J'ouvre les yeux. Je suis allongé dans le canapé, enroulé dans un plaid. Je souris un peu bêtement en réalisant que mon plan a fonctionné. Je me suis écroulé après la bataille au gouffre de Helm – ce sont les dernières images dont je me souvienne.

Une lumière blafarde traverse les fenêtres du salon – le jour commence à se lever. Je regarde l'heure sur mon téléphone : 7h54. Je sors des brumes du sommeil lentement, et réalise alors seulement que cela fait maintenant plus de 24 heures que je n'ai pas vu Connor, ni senti le goût de ses lèvres sur les miennes. A la morsure soudaine au fond de mon ventre s'ajoute une boule dans ma gorge, tandis que je le revois partir en voiture dans la nuit, avec Mel. Je pose un bras sur mes yeux en poussant un long soupir. Enterrer l'erreur d'itinéraire en même temps que cette année pourrie qui se termine : voilà l'objectif du jour. Ce soir, ce soir c'est la fête et après ça, Connor fera irrémédiablement partie du passé. Merde.

Je décide de passer par la salle de bains tout de suite : j'ai l'impression de sentir le fauve après avoir dormi tout habillé. Dix minutes plus tard, je suis de retour dans la cuisine. Le café est prêt quand Lya et Jonas me rejoignent. Nous réfléchissons à la meilleure façon d'aménager le salon pour ce soir. Dans le coin télé, je propose d'installer la Wii que ma grand-mère nous avait offert pour Noël, il y a un peu plus de 10 ans. Je suis sûr que certains de nos invités seront ravis de retomber en enfance. Nous avons joué des parties mémorables entre cousins, les jours de mauvais temps. Je me souviens que je n'étais pas si mauvais sur Mario Kart, mais Dylan gagnait le plus souvent. J'aimerais bien tenter de prendre ma revanche, pour voir...

- Ouais ! Bonne idée ! Cela fait au moins 5 ou 6 ans que je n'ai pas joué ! Mariah l'a emmenée quand elle a emménagé dans son appart.

- En plus, nous pouvons aussi l'utiliser pour passer de la musique, c'est nickel !

La Wii : c'est acté ! Nous allons aussi repousser le canapé qui est face à la cheminée contre la baie vitrée : nous placerons la table du buffet à côté et cela permettra d'avoir un espace pour danser.

Finalement, cela s'organise facilement. À 9h30, nous sommes prêts pour descendre à Pagosa Springs, direction le supermarché.

L'hyperactivité me réussit : je n'ai absolument pas le temps de penser à autre chose qu'aux saucisses, aux chips et aux sodas. Je sens bien, à l'intérieur de moi, que tout ceci n'est qu'une mascarade, pour dissimuler le vide abyssal dans mon ventre, mais au moins, le temps avance. Et chaque heure qui passe est une heure de gagnée. Gagnée contre quoi ? Je ne sais pas exactement, en réalité : contre moi, contre Connor, contre l'Univers ?

Quand nous reprenons le Chevrolet, je vérifie si Rick a téléphoné – ils doivent être en route pour Pagosa maintenant. Sur l'écran, il y a deux notifications : un sms et un appel en absence une demi-heure auparavant. C'est bien mon oncle qui m'a envoyé un message il y a 5 minutes pour me prévenir qu'ils partaient de Monte Vista. Arrivée prévue vers midi. Je consulte ensuite le journal des appels et je me fige : c'est Connor. Mon cœur se met à tambouriner comme un sourd dans ma poitrine et mon esprit s'emballe : je n'étais pas préparé à ce qu'il essaye encore une fois. Je renverse ma tête sur mon fauteuil et ferme les yeux.
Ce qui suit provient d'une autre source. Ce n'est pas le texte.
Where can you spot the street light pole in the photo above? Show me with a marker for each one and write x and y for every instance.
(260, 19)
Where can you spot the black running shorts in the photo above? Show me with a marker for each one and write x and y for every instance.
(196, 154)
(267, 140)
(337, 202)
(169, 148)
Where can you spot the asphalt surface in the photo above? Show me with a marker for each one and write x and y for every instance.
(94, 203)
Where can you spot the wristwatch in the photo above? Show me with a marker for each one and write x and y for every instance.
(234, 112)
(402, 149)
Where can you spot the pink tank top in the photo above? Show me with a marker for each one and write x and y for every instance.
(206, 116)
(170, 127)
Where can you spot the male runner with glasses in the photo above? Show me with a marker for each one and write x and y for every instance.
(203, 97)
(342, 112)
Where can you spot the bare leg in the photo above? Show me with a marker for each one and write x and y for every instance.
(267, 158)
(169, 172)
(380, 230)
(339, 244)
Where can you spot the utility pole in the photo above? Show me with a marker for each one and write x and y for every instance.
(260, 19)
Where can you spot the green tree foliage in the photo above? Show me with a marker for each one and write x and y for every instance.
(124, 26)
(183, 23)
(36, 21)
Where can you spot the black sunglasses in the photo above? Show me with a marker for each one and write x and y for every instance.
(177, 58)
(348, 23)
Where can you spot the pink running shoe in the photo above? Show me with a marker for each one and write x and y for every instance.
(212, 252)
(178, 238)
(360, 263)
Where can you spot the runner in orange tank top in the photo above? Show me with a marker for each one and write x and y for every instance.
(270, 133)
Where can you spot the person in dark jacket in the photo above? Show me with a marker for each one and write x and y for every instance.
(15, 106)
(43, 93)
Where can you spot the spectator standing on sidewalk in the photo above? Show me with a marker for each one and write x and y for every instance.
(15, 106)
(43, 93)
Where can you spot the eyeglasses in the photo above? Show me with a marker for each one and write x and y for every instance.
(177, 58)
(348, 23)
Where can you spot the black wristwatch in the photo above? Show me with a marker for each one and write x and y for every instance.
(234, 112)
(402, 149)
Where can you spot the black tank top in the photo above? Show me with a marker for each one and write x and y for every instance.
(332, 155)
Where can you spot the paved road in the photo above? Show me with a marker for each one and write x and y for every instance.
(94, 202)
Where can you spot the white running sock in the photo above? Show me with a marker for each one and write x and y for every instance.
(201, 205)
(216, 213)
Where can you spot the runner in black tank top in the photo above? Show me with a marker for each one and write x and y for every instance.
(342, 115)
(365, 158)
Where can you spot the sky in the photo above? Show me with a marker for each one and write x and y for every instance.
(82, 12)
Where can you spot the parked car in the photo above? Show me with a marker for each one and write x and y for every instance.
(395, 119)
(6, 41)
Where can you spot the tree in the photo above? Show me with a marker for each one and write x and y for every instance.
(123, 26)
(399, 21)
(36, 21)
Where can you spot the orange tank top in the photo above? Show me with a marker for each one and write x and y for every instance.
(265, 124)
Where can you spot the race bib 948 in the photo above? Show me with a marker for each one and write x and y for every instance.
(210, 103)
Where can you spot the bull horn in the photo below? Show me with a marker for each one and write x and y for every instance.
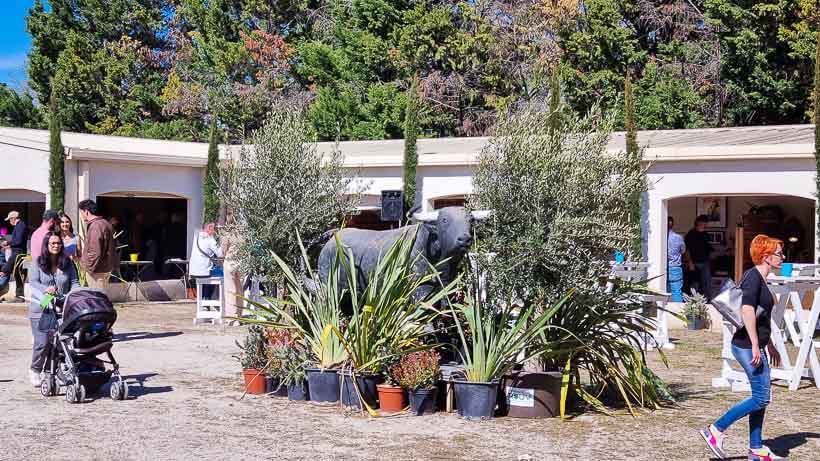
(480, 215)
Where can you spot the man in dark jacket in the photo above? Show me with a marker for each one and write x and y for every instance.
(99, 252)
(18, 250)
(700, 251)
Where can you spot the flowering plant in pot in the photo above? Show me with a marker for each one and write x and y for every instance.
(253, 357)
(696, 311)
(418, 372)
(312, 314)
(280, 341)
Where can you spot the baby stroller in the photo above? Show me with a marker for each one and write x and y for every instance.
(84, 321)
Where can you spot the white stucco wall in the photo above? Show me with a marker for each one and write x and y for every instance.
(443, 181)
(24, 169)
(107, 177)
(670, 180)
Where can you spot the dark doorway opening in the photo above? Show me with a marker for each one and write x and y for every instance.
(154, 228)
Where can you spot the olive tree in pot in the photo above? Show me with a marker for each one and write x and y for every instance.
(313, 315)
(696, 311)
(387, 318)
(254, 359)
(494, 340)
(418, 372)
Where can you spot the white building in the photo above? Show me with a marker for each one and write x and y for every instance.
(740, 169)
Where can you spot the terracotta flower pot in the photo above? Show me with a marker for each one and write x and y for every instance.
(255, 381)
(392, 399)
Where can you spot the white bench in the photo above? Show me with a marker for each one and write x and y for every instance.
(210, 309)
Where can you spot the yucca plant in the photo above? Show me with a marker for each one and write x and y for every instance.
(499, 337)
(387, 318)
(599, 335)
(313, 314)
Dix milles pensées contradictoires s'entrechoquent dans mon cerveau, tandis que la foreuse recommence à ronger mes entrailles. J'ai mal. Et j'ai encore plus mal de ne pas savoir pourquoi exactement : est-ce parce que j'ai loupé son appel ou parce que je voudrais qu'il me laisse encaisser sa décision sans venir m'emmerder toutes les cinq minutes ?

- Sam ? Est-ce que tu vas bien ?

Je pose mes yeux sur Lya, assise côté passager. Jonas passe la tête entre nos deux sièges. Tous deux affichent une mine interrogative. Autant dire la vérité – je n'ai rien à leur cacher.

- Connor m'a appelé.

- Il a laissé un message ?

- Oui. Mais je ne l'écouterai pas de toutes façons.

Jonas pousse un soupir et pose sa main sur mon épaule dans une tape légère, en signe d'encouragement.

- Allez, Sam. Ça va finir par aller mieux.

Je hoche simplement la tête sans répondre que j'aimerais être aussi convaincu qu'il l'est, puis je démarre le Chevrolet.

Dès que nous arrivons au chalet, nous rangeons les courses. Jonas commence à préparer les desserts – cookies et tarte à la citrouille - qui sont les plus rapides et les plus simples à cuisiner. Lya et moi faisons un peu de rangement – il s'agit notamment d'enlever tous les objets fragiles ou de valeur du salon pour éviter les catastrophes. Nous les entassons dans la buanderie derrière la cuisine, sur les étagères les plus hautes.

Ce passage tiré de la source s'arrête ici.